Il calvario di Agnieszka è iniziato, secondo i familiari della vittima, lo scorso 21 dicembre all’ospedale di Częstochowa dove la donna era stata ricoverata. Il primo feto è morto nel grembo materno due giorni dopo il ricovero. In questo momento i medici dell’ospedale si sarebbero rifiutati di operare la donna proprio per le stringenti normative anti-aborto che vigono in Polonia. Sempre secondo la famiglia, lo stato di salute di Agnieszka “si è rapidamente deteriorato”. E dopo una settimana è morto anche il secondo feto. La donna avrebbe quindi portato in grembo per altri due giorni i due feti morti, e poi, il 31 dicembre, i medici la avrebbero operata. Entrambi i feti sono stati rimossi, ma le condizioni della donna non sono migliorate. E alla fine, il 25 gennaio, dopo oltre un mese dal ricovero, Agnieszka è morta.

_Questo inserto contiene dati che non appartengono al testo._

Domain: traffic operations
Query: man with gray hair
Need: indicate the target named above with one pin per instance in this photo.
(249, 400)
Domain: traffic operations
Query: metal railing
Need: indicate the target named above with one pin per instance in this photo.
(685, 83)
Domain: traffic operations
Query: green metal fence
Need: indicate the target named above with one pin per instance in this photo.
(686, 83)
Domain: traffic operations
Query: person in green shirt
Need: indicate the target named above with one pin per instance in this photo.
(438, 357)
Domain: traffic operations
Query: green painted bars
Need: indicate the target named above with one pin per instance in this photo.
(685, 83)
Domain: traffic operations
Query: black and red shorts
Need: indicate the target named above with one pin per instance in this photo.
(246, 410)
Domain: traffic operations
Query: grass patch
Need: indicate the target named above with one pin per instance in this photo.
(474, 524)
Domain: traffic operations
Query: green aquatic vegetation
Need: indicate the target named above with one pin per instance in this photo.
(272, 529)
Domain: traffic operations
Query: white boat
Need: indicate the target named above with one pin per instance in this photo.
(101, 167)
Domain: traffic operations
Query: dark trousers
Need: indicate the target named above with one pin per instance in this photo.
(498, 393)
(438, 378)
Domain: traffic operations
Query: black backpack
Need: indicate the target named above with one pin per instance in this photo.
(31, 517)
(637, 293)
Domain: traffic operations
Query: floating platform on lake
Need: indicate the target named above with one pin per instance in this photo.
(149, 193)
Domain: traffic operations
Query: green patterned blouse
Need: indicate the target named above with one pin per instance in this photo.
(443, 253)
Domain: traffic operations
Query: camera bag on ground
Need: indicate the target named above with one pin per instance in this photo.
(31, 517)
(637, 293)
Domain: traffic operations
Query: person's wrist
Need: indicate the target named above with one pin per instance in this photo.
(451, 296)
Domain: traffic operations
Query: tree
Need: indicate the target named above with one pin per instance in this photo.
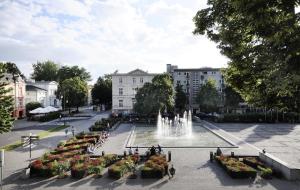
(31, 106)
(102, 90)
(47, 71)
(6, 104)
(180, 98)
(74, 92)
(155, 96)
(66, 72)
(232, 98)
(208, 97)
(12, 68)
(261, 39)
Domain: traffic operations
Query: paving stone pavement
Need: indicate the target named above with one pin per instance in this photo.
(193, 170)
(280, 140)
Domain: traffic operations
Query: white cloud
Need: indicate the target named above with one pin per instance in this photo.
(104, 35)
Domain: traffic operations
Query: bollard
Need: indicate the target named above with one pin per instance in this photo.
(211, 156)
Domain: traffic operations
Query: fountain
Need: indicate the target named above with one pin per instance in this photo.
(179, 127)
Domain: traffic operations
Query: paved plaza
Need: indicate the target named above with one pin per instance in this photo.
(280, 140)
(193, 169)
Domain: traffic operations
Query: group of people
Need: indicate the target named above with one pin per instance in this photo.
(92, 147)
(154, 150)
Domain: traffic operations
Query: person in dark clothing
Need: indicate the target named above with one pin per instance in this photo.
(152, 151)
(219, 152)
(159, 149)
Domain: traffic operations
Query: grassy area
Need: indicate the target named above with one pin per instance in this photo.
(41, 135)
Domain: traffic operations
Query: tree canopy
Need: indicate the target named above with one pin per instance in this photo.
(11, 68)
(208, 97)
(66, 72)
(6, 104)
(102, 90)
(232, 98)
(180, 98)
(47, 71)
(155, 96)
(261, 39)
(74, 92)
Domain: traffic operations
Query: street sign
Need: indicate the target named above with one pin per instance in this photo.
(2, 158)
(28, 141)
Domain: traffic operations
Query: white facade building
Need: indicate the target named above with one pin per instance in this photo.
(124, 88)
(35, 94)
(50, 87)
(192, 79)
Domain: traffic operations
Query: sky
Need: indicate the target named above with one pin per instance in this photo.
(105, 35)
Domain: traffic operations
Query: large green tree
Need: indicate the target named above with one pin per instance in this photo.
(180, 98)
(66, 72)
(6, 104)
(102, 91)
(47, 71)
(208, 97)
(232, 98)
(12, 68)
(261, 39)
(155, 96)
(74, 92)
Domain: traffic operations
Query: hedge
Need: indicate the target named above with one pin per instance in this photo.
(259, 117)
(155, 167)
(120, 168)
(235, 168)
(70, 155)
(102, 125)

L’ospedale si difende e la procura avvia un’inchiesta

La famiglia di Agnieszka sostiene che la donna sia morta di setticemia. “Questa è la prova del fatto che l’attuale governo ha le mani insanguinate”, ha scritto la famiglia della donna in un post sui social. L’ospedale si è invece difeso comunicando di aver “intrapreso tutte le azioni possibili e richieste per salvare la vita dei bambini e della paziente” e spiegando che “il comportamento dei medici non è stato influenzato da nient’altro che considerazioni mediche, la cura della paziente e i suoi medici”. La procura della città di Częstochowa ha aperto un’inchiesta per i reati di “esposizione di un paziente al rischio di perdere la vita” e omicidio colposo.

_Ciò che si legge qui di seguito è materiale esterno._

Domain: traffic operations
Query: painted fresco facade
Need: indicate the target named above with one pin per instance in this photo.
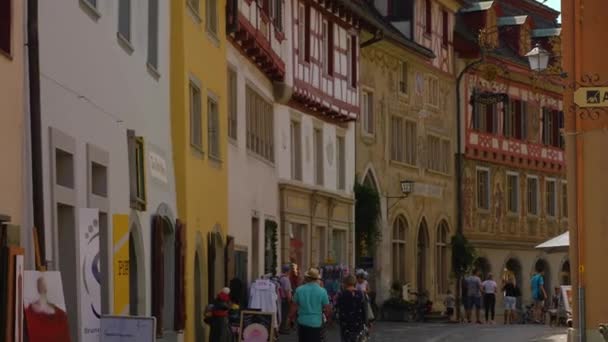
(406, 132)
(514, 183)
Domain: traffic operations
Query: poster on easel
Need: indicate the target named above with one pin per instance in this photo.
(256, 326)
(44, 304)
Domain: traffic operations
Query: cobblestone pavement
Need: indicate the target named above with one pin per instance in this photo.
(393, 332)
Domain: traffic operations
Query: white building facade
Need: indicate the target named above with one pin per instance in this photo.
(106, 145)
(257, 54)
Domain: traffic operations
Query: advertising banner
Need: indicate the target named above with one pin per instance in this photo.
(90, 279)
(120, 246)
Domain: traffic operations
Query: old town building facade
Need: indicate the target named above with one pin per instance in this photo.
(514, 185)
(406, 133)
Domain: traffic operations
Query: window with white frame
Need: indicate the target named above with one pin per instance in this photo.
(403, 140)
(551, 197)
(232, 105)
(196, 124)
(564, 199)
(483, 188)
(512, 192)
(367, 112)
(432, 91)
(260, 123)
(533, 199)
(153, 33)
(398, 257)
(296, 150)
(124, 19)
(438, 154)
(211, 16)
(340, 163)
(213, 129)
(318, 155)
(403, 77)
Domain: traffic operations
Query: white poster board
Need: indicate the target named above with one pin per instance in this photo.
(90, 280)
(127, 329)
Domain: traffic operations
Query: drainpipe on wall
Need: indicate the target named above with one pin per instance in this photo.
(35, 124)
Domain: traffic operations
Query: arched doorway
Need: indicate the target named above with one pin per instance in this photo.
(542, 265)
(441, 258)
(422, 256)
(484, 267)
(565, 274)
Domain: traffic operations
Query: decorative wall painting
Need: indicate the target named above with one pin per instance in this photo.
(45, 309)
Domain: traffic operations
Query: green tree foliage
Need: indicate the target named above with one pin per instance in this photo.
(367, 219)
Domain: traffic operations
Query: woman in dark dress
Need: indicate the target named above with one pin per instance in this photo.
(351, 312)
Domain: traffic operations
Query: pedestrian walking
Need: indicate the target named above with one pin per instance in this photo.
(309, 303)
(285, 292)
(473, 298)
(350, 306)
(489, 287)
(538, 294)
(510, 300)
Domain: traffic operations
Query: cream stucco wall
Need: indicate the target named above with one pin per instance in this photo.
(12, 121)
(252, 180)
(380, 69)
(93, 90)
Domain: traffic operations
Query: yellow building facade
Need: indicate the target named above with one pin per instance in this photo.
(199, 133)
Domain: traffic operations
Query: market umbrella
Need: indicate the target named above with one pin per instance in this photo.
(558, 244)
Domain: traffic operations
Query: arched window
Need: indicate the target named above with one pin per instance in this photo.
(399, 234)
(441, 258)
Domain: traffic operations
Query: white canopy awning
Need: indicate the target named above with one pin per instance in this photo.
(559, 243)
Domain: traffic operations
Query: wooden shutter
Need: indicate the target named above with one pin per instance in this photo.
(180, 270)
(157, 278)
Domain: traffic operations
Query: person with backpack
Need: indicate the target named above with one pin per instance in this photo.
(538, 294)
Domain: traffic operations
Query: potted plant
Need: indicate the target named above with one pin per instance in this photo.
(396, 308)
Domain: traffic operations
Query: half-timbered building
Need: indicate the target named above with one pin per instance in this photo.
(514, 187)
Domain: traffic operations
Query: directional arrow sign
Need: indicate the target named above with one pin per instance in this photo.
(591, 97)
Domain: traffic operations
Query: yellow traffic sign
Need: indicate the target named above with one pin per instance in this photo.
(591, 97)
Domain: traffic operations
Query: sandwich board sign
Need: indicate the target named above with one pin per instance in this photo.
(127, 329)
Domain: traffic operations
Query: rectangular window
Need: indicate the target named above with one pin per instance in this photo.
(353, 61)
(6, 22)
(367, 112)
(318, 155)
(137, 169)
(432, 91)
(428, 24)
(153, 33)
(532, 189)
(403, 75)
(551, 198)
(339, 242)
(512, 193)
(232, 105)
(211, 15)
(483, 189)
(564, 200)
(403, 140)
(307, 37)
(124, 19)
(445, 26)
(196, 123)
(278, 15)
(213, 129)
(260, 123)
(341, 163)
(322, 241)
(296, 150)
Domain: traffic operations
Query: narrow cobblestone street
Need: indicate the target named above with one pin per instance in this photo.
(393, 332)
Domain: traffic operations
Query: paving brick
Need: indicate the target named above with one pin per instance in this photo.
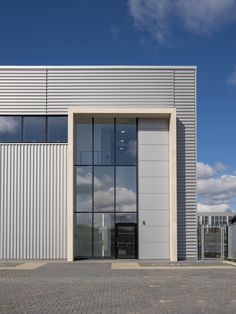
(96, 288)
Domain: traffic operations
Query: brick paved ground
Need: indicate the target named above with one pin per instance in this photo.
(95, 288)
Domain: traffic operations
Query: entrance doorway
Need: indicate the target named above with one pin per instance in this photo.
(126, 240)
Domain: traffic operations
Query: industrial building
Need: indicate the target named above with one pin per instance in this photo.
(98, 162)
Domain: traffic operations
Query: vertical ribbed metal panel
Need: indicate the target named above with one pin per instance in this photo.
(106, 86)
(33, 201)
(185, 103)
(22, 91)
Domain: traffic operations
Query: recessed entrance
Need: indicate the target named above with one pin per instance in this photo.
(126, 241)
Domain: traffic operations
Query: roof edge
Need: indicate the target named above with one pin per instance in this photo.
(70, 67)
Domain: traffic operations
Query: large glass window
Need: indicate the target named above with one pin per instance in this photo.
(104, 189)
(84, 144)
(105, 168)
(34, 129)
(83, 235)
(57, 129)
(84, 189)
(104, 141)
(103, 234)
(125, 141)
(125, 189)
(10, 129)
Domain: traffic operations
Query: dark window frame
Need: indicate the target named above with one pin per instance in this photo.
(115, 212)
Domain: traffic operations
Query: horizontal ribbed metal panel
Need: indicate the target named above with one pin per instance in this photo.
(120, 87)
(185, 98)
(33, 201)
(22, 91)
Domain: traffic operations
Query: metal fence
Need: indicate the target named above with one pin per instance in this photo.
(213, 242)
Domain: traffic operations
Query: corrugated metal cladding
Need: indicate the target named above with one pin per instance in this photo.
(51, 90)
(22, 91)
(185, 103)
(106, 86)
(33, 189)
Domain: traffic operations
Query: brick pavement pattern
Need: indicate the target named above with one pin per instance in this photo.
(96, 288)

Isabella Sajbor, 30 anni, morta in Polonia per la legge anti-aborto

Un’altra donna morta per la legge anti-aborto: il precedente di Izabela

Non è la prima volta che in Polonia una donna incinta muore a causa della legge anti-aborto. Lo scorso settembre Izabela Sajbor, parrucchiera polacca di 30 anni, è morta in un ospedale della città meridionale di Pszczyna. Alla 22esima settimana, ad appena metà gravidanza, la donna era stata ricoverata per la perdita del liquido amniotico. I medici, invece di intervenire con una interruzione della gravidanza per evitare infezioni alla donna, avevano deciso di aspettare che il feto – che era malformato – morisse da solo. Quando questo è successo, 24 ore dopo, era ormai troppo tardi ed è morta anche la madre, per choc settico.

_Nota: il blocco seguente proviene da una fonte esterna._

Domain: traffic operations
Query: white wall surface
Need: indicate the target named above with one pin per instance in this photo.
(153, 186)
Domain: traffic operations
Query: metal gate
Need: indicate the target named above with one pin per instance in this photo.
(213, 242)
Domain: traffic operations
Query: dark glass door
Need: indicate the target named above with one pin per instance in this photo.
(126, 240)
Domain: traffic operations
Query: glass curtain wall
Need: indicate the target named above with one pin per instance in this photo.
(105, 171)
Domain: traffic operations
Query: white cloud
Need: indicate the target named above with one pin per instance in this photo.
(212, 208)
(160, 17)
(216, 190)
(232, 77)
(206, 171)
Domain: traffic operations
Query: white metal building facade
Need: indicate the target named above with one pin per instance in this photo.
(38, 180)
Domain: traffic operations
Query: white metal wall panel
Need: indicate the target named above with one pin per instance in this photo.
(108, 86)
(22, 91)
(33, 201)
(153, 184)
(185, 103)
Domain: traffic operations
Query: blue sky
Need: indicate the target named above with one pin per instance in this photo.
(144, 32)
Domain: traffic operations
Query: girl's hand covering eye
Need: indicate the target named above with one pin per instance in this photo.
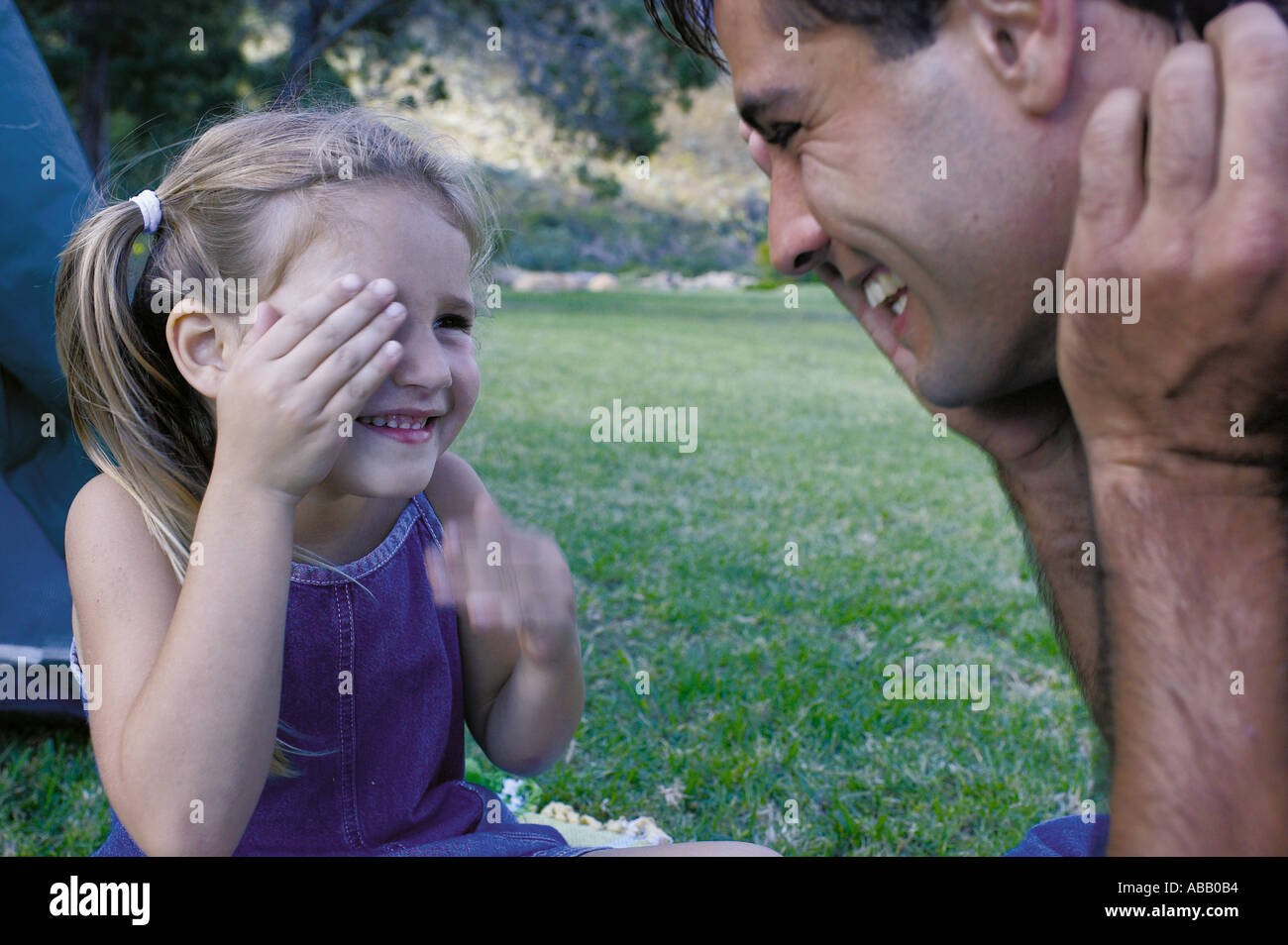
(505, 580)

Proteste in Polonia per la legge anti-aborto

Legge anti-aborto in Polonia, che cosa prevede

La legge anti-aborto è entrata in vigore a gennaio del 2021. Vieta l’aborto anche in caso di malformazione del feto, e dunque comporta il divieto quasi totale di abortire. Dopo l’introduzione di questa legge, il partito di governo, PiS (Diritto e Giustizia) provò anche a far approvare una legge ancor più restrittiva per introdurre il divieto totale delle interruzioni di gravidanza. Il partito, di ispirazione conservatrice, si rivolse alla Corte costituzionale la quale stabilì che l’aborto, se non nei casi di stupro e di pericolo di vita della madre, non rispetta i valori della Carta fondamentale polacca. Ma non è finita qui: lo scorso dicembre il Parlamento polacco votò per la creazione di un Istituto per la famiglia e la demografia con lo scopo di scoraggiare divorzi, impedire aborti e disgregare le famiglie arcobaleno. E con questo scopo venne istituita la figura di un superprocuratore con libero accesso a tutti i dati personali dei cittadini polacchi e con la libertà di perseguire penalmente le donne che procedono all’aborto, le famiglie arcobaleno e le comunità Lgbt+.